Kim Binsted


Kim Binsted is a professor in the Information and Computer Sciences Department at the University of Hawaii. Binsted's work explores artificial intelligence, human-computer interfaces, and long-duration human space exploration.

Biography

Binsted completed her B.Sc. in Physics at McGill University in 1991. During her time at McGill she was a founding member of Montreal's On The Spot improv comedy troupe.
Her Ph.D. in Artificial Intelligence was received from the University of Edinburgh in 1996. During her time at the University of Edinburgh she performed in what is now the Edinburgh Fringe's longest running improvised comedy troupe, The Improverts.
Between 1997 and 1999, Binsted worked as an Associate Researcher at Sony's Computer Science Laboratories in Tokyo on human-computer interfaces.
During the summer of 2003 and 2004 Binsted was a NASA Summer Faculty Fellow at Ames Research Center in the Neuroengineering Lab where she the worked on sub-vocal speech recognition technology.
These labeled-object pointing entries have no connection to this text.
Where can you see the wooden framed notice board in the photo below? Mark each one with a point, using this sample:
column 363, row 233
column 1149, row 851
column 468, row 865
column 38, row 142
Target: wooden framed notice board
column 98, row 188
She held the post of Chief Scientist on the FMARS 2007 Long Duration Mission, which entailed a four-month Mars exploration analogue on Devon Island in the Canadian High Arctic. On sabbatical during 2009 Binsted visited scientists at the Canadian Space Agency to work on the CSA's planetary analogues program. From 2002 to 2014 she was a team member at the UH-NASA Astrobiology Institute.
In 2017, she was one of seventy-two applicants to become a Canadian astronaut. She was unsuccessful.
Binsted is the principal investigator on HI-SEAS.